His employment was the Texas Gulf Salt mine. The company took care of our needs very well and it was a blessing to our family to enjoy the beauty of the area.
As I grew into the town I was introduced to the beauty of deserts. My dad was the influence of exploration. We are a Navajo family. To my regret, I was never taught the beautiful language of my ancient people; regardless, we were raised well.
I hold dear memories of trips out in the desert lands, gathering wood for the winter and outdoor cookouts. Mom was a superb outdoor chef. I loved watching her build open-fire pits and making homemade tortillas over the grill. She was a hard worker at home, and out in the country, mom was an excellent homemaker in the great outdoors.
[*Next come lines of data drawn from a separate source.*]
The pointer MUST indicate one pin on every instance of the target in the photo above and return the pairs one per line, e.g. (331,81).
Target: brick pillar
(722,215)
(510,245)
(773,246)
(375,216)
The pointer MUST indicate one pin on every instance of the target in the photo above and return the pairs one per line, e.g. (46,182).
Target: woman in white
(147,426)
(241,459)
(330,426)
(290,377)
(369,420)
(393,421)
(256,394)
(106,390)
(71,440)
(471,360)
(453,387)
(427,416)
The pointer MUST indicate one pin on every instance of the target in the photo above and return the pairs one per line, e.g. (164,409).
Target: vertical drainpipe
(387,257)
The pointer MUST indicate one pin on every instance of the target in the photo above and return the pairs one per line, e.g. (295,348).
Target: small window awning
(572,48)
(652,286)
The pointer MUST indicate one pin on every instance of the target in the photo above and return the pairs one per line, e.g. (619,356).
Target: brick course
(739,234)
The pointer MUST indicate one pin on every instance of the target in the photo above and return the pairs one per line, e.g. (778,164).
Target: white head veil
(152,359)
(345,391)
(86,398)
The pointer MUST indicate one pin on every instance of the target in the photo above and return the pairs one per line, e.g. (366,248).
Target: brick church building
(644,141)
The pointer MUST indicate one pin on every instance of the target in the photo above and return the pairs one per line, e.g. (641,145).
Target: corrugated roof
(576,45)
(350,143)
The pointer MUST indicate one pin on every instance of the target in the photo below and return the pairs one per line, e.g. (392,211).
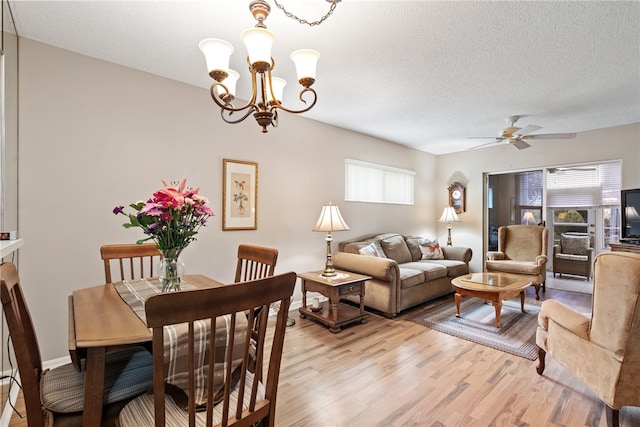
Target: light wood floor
(397,373)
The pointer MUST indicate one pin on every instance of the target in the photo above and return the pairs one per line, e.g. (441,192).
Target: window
(586,198)
(370,182)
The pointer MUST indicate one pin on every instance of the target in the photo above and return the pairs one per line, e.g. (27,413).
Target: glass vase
(170,270)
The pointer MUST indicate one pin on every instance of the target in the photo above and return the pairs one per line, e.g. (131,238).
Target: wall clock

Memories of rabbit hunting in winter seasons shooting a .22 with my dad, while mom stayed behind to keep up the fire for dinner later. We did a lot of outings around the area of Moab. It was fresh. It was pristine, and it was ours for the weekend. I loved it, I absolutely loved that this land was ours. We were taught to respect the land by our dad.
I am now 41years old. I told myself after leaving Moab that I would never return to the land that I used to know. It took me a while to get back into my education and focus on my career. I am attending Fort Lewis College here in Durango, Colo. I started as a single mother with two kids, who has worked in many trades unfriendly to the environment. Edward Abbey would not be impressed with my resume.
I am now taking a class here called “American wilderness,” taught by Dr. Andrew Gulliford. I am honored to be taking a class from this author, who knows of the wilderness and also of the area of Moab. One who acknowledges Theodore Roosevelt as his ultimate hero in the history of maintaining and preserving the beautiful landscapes of wilderness. It’s amazing what you learn in a class – you also learn to appreciate where you come from.
For me, where I come from is sad. I am heartbroken when I think of Moab. As I read Gulliford’s book, “Outdoors of the Southwest,” and watch films that pertain to the wilderness of Canyonlands, I try hard to decipher whether or not the area of Moab still has backcountry? Is there any protected land that is pristine, and safe from off-road vehicles?
I’ve come to the conclusion that the Moab I used to know is now stripped. The Moab I knew as a child is only being prostituted for money. The land is being paved, and Grand County has extended to more housing developments, which is heartbreaking. Yes, times are changing, but to change a natural scenic environment is devastating.
I am not an environmentalist, but I am haunted by the lands I used to know. If Edward Abbey were alive today, he’d be very sad in heart, very hurt to see the lands of Moab stripped. But then again, he predicted the demise of Arches National Monument, which is now Arches National Park.
The landscape is not the same as it once was. The canyonlands are not quiet anymore. The lands around Moab have become a toll machine. Pay to see everything around.
For me, Moab is a memory of the streets I used to know. The local businesses that were so comforting, are now overshadowed with franchises. I miss the Canyonlands Café. I miss the Westerner Grill, and I know my family truly misses Golden Steak Restaurant.
Yes, it will all be missed. Now it seems every restaurant is no longer a local hangout for the old timers to discuss events in town. Drinking coffee at the bar, reading The Times-Independent newspaper, ordering the usual, and recognizing every person who enters the establishment. Laughing and shaking hands with the people you know. It was fine to be raised in Moab.
To the people of Moab: Take care, cherish the memories you have and let your children know that Moab is to be respected and loved. Take them out into the wilderness that’s left around Moab. Teach them and encourage your children that backpacking the country is better than off-road exploration.
Diana Rose Yellow currently lives in Durango, Colo., and attends Fort Lewis College, majoring in public health. She has a specific interest in environmental public health. She has two kids – a 10-year-old son and a 7-year-old daughter.